Compare analytic and numerical computations

pd.set_option('display.precision', 8)

pd.DataFrame({
    'Numerical': [F(x), F(x, 1), F(x,2), F(x, -1)],
    'Analytic': [f(x), d1(x), d2(x), np.exp(1)-1]},
    index = ['Function', 'First Derivative', 'Second Derivative', 'Definite Integral']
)
Numerical Analytic
Function 1.00000000 1.00000000
First Derivative -1.00000000 -1.00000000
Second Derivative 0.99999995 1.00000000
Definite Integral 1.71828183 1.71828183

Plots of approximation errors

One may evaluate the accuracy of the Chebychev polynomial approximant by computing the approximation error on a highly refined grid of points:

nplot = 501  # number of grid nodes
xgrid = np.linspace(a, b, nplot)    # generate refined grid for plotting

figures=[]  # to save all figures

def approx_error(true_func, appr_func, d=0, title=''):
    fig, ax = plt.subplots()
    ax.hlines(0,a,b, 'k', linestyle='--',linewidth=2)
    ax.plot(xgrid, appr_func(xgrid, d) - true_func(xgrid))
    ax.ticklabel_format(style='sci', axis='y', scilimits=(0,0))
    ax.set(title=title, xlabel='x', ylabel='Error')
    
    figures.append(plt.gcf())

Plot function approximation error

approx_error(f,F,title='Chebychev Approximation Error - Function')
../../_images/01 Approximating function on R_24_0.png

The plot indicates that an order 10 Chebychev approximation scheme, produces approximation errors no bigger in magnitude than \(6\times10^{-10}\). The approximation error exhibits the “Chebychev equioscillation property”, oscilating relatively uniformly throughout the approximation domain.

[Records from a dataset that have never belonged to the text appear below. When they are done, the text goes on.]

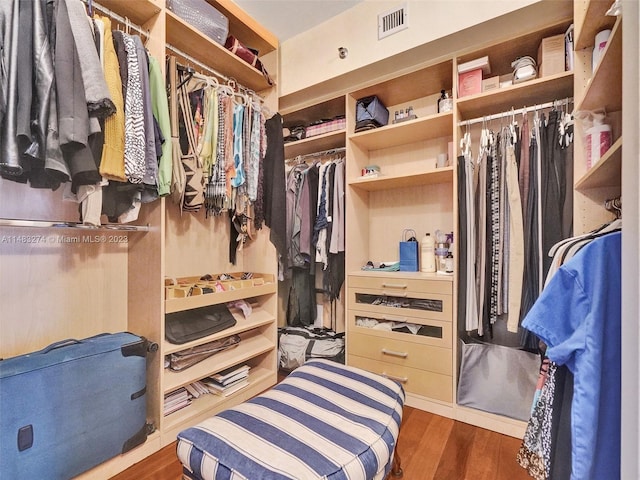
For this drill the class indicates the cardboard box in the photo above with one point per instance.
(469, 83)
(551, 57)
(491, 83)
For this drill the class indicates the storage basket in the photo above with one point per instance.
(204, 17)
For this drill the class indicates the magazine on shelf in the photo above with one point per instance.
(230, 374)
(226, 390)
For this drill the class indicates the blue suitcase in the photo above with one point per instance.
(72, 405)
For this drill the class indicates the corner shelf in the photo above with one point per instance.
(172, 305)
(258, 318)
(607, 172)
(594, 20)
(138, 11)
(526, 94)
(601, 91)
(10, 222)
(411, 131)
(252, 345)
(326, 141)
(384, 182)
(193, 42)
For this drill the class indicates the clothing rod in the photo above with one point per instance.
(13, 222)
(125, 21)
(322, 153)
(497, 116)
(189, 58)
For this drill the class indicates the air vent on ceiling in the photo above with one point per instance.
(392, 21)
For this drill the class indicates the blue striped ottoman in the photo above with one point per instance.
(324, 421)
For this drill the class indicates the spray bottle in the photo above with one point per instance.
(427, 254)
(598, 139)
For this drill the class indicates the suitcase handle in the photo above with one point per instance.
(60, 344)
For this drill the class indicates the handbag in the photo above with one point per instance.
(370, 113)
(249, 55)
(188, 325)
(409, 248)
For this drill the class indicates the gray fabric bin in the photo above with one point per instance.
(498, 379)
(203, 16)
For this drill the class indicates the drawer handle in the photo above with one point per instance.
(393, 353)
(393, 377)
(398, 319)
(394, 285)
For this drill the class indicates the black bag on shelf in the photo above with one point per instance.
(370, 113)
(183, 327)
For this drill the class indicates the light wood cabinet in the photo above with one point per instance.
(410, 192)
(597, 88)
(70, 287)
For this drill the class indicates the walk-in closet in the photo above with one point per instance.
(429, 193)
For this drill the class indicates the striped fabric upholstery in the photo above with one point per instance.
(324, 421)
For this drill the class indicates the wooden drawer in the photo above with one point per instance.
(421, 305)
(432, 332)
(396, 284)
(398, 352)
(419, 382)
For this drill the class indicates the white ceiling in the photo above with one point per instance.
(287, 18)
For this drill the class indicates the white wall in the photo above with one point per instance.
(312, 56)
(630, 243)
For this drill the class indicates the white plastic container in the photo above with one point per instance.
(427, 254)
(598, 140)
(599, 45)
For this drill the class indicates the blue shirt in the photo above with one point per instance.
(578, 316)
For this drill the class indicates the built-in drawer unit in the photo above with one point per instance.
(401, 326)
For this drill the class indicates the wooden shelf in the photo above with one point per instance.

This commonly occurs when function being approximated is very smooth, as is the case here but should not be expected when the function is not smooth. Further notice how the approximation error is exactly 0 at the approximation nodes — which is true by contruction.

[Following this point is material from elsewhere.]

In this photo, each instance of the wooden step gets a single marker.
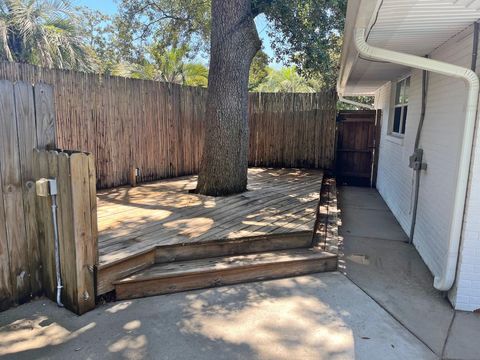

Plot first derivative approximation error

approx_error(d1,F,1, title='Chebychev Approximation Error - First Derivative')
../../_images/01 Approximating function on R_27_0.png

Plot second derivative approximation error

approx_error(d2,F,2, title='Chebychev Approximation Error - Second Derivative')
../../_images/01 Approximating function on R_29_0.png

Cubic spline interpolation

Let us repeat the approximation exercise, this time constructing a 21-function cubic spline approximant:

n = 21                         # order of approximation
S = BasisSpline(n, a, b, f=f)  # define basis
yapp = S(xgrid)                # approximant values at grid nodes

Plot function approximation error

approx_error(f,S,title='Cubic Spline Approximation Error - Function')
../../_images/01 Approximating function on R_34_0.png

The plot indicates that an order 21 cubic spline approximation scheme produces approximation errors no bigger in magnitude than \(1.2\times10^{-6}\), about four orders of magnitude worse than with Chebychev polynomials.

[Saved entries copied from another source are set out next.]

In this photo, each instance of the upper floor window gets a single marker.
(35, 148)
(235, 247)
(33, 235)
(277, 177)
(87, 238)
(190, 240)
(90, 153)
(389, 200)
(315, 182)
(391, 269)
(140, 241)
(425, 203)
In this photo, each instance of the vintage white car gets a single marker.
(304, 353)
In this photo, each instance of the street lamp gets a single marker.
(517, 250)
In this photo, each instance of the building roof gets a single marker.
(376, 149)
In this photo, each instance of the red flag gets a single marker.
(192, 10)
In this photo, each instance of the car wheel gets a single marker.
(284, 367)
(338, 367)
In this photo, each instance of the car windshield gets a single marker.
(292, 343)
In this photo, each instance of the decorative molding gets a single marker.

Plot first derivative approximation error

approx_error(d1,S,1, title='Cubic Spline Approximation Error - First Derivative')
../../_images/01 Approximating function on R_37_0.png

Plot second derivative approximation error

approx_error(d2,S,2, title='Cubic Spline Approximation Error - Second Derivative')
../../_images/01 Approximating function on R_39_0.png

Linear spline interpolation

Let us repeat the approximation exercise, this time constructing a 31-function linear spline approximant:

n = 31 
L = BasisSpline(n, a, b, k=1, f=f)

Plot function approximation error

approx_error(f,L,title='Linear Spline Approximation Error - Function')
../../_images/01 Approximating function on R_44_0.png

The plot indicates that an order 21 cubic spline approximation scheme produces approximation errors no bigger in magnitude than \(1.2\times10^{-6}\), about four orders of magnitude worse than with Chebychev polynomials.